I've been trying to design an algorithm for aligning an object across two photos in realtime. I am able to localize the object (create an ROI/BBox) through an object detection (siamese) network for both photos, leaving me with a cropped image with the object in the center for both frames.
I am struggling to do the second step of my proposed algorithm, which is "finetuning" the alignment of one of the objects in the bounding box by calculating a homography with respect to the "template" crop. Ideally, I would like to be able to overlay the transformed second image on the first image and have the object roughly aligned in the image.

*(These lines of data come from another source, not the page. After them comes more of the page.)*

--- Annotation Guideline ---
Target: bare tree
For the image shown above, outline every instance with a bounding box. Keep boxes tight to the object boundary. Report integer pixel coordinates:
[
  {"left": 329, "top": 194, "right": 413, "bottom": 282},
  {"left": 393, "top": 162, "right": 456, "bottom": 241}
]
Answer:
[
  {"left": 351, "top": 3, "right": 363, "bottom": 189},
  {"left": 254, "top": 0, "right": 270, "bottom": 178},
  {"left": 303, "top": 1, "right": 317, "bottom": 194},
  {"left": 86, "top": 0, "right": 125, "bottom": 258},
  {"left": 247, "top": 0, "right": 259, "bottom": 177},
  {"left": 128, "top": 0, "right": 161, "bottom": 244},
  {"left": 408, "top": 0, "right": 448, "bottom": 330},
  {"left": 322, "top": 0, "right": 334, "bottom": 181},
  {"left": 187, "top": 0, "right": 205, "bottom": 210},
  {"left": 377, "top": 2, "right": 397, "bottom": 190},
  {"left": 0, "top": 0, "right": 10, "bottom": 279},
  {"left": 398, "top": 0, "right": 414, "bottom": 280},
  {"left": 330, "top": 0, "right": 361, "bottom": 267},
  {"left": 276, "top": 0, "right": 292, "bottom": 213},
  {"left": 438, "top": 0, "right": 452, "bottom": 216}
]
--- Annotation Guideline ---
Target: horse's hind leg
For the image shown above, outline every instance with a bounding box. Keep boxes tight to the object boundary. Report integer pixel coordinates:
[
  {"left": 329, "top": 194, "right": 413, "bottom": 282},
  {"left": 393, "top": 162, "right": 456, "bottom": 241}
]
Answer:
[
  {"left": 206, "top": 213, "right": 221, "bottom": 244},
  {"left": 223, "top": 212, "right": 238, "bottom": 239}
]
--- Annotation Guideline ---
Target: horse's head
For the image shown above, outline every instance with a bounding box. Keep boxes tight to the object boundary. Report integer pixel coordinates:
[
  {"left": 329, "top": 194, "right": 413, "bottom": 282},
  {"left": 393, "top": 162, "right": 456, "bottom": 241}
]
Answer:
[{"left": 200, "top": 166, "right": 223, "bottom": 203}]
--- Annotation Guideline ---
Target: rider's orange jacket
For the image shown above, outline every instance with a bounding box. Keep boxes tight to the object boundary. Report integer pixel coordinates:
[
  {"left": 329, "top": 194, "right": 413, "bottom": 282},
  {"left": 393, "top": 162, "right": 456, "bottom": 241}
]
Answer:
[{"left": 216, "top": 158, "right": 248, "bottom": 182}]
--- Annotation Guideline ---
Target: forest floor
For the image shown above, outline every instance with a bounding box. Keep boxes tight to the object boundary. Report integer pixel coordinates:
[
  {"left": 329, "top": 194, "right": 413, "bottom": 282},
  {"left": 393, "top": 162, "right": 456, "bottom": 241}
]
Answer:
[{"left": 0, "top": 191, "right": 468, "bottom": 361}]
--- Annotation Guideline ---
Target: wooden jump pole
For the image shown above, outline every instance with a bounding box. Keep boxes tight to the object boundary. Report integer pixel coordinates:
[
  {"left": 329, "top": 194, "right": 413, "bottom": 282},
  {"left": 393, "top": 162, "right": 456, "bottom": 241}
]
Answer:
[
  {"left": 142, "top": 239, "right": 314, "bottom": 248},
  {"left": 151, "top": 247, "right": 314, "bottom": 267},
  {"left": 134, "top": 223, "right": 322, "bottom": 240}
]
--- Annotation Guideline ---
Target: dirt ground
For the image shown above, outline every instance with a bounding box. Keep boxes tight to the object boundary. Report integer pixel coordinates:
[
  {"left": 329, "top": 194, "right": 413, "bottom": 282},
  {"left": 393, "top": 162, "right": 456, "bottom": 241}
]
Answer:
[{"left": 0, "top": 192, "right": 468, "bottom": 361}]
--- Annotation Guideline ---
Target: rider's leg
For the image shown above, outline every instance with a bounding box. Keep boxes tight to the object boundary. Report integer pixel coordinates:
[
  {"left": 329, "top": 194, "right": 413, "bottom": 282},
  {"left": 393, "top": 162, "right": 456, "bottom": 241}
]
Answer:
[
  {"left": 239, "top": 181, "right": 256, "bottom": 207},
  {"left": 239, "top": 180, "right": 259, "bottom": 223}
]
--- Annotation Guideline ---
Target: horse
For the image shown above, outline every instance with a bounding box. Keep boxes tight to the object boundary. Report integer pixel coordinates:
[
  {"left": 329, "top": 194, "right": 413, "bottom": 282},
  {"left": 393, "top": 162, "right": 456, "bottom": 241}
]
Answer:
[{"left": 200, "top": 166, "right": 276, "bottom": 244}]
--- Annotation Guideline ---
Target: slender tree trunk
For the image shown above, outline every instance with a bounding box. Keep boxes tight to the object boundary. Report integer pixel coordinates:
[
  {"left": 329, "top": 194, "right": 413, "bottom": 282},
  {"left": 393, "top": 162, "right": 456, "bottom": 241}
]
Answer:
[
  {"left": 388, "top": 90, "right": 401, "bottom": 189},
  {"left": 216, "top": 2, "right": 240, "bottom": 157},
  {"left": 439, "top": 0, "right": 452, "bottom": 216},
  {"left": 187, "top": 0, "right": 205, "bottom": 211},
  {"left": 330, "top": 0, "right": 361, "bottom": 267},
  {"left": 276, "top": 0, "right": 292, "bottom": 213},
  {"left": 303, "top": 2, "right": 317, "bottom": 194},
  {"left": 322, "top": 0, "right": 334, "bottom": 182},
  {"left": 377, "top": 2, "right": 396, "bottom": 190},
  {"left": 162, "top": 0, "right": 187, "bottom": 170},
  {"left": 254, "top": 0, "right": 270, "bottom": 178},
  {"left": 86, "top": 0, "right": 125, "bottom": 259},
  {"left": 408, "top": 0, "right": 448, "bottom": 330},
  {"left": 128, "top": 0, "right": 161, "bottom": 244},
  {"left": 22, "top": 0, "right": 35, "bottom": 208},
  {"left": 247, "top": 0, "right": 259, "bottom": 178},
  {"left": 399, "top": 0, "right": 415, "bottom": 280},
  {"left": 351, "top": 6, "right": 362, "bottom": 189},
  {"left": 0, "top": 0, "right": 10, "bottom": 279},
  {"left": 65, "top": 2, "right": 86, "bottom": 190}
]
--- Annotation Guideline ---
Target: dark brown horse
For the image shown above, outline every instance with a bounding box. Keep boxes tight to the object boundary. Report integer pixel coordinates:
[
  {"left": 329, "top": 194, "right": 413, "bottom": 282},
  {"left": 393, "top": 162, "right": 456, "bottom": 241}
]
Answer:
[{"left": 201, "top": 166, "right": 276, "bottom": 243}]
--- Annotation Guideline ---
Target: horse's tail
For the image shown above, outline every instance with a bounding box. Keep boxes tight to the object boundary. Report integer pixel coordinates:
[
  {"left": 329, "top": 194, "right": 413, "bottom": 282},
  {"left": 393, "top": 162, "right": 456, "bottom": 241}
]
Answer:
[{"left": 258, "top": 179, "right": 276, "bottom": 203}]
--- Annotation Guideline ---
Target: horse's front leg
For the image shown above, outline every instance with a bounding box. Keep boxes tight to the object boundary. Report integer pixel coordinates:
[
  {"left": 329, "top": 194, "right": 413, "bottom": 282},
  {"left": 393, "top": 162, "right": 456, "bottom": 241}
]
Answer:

I have been trying to use cv2.findHomography
using ORB descriptors and keypoints, however I find that the ORB extractor or the feature matcher ends up being inaccurate, leading to terrible transformation estimates when the object becomes non-stationary. ORB especially seems hard to tune, with the parameter that picks up enough keypoints being fastThreshold=5
which seems abnormally low to me. I use ORB features since I am aiming to use a "free" algorithm, unlike SURF or SIFT.
For context, here is an example of the cropped images I'm trying to align after the object is rotated w.r.t. the bounding box. The subject is a keycap I had laying around. The original image isn't that blurry -- I applied cv2.blur(img, (15,15))
before attempting to detect feature and match them.
Aligning these images seems like it should be a simple task, but I'm increasingly worried that classical CV is insufficient for alignment. My background is not in classical CV and so I'm not sure if there is some trick/algorithm that can efficiently align these objects. Alternatively, suggestions for heuristics to determine robust parameters to these OpenCV methods or engineer my data to be more suitable would be appreciated.
My background is biased towards neural networks and I'm worried that I need to turn to neural network-based approaches for image alignment or replace my object detector with a more end-to-end estimate of the orientation of the bounding box. Either way, the aim would be to perform this alignment in realtime on consumer hardware.
Thanks!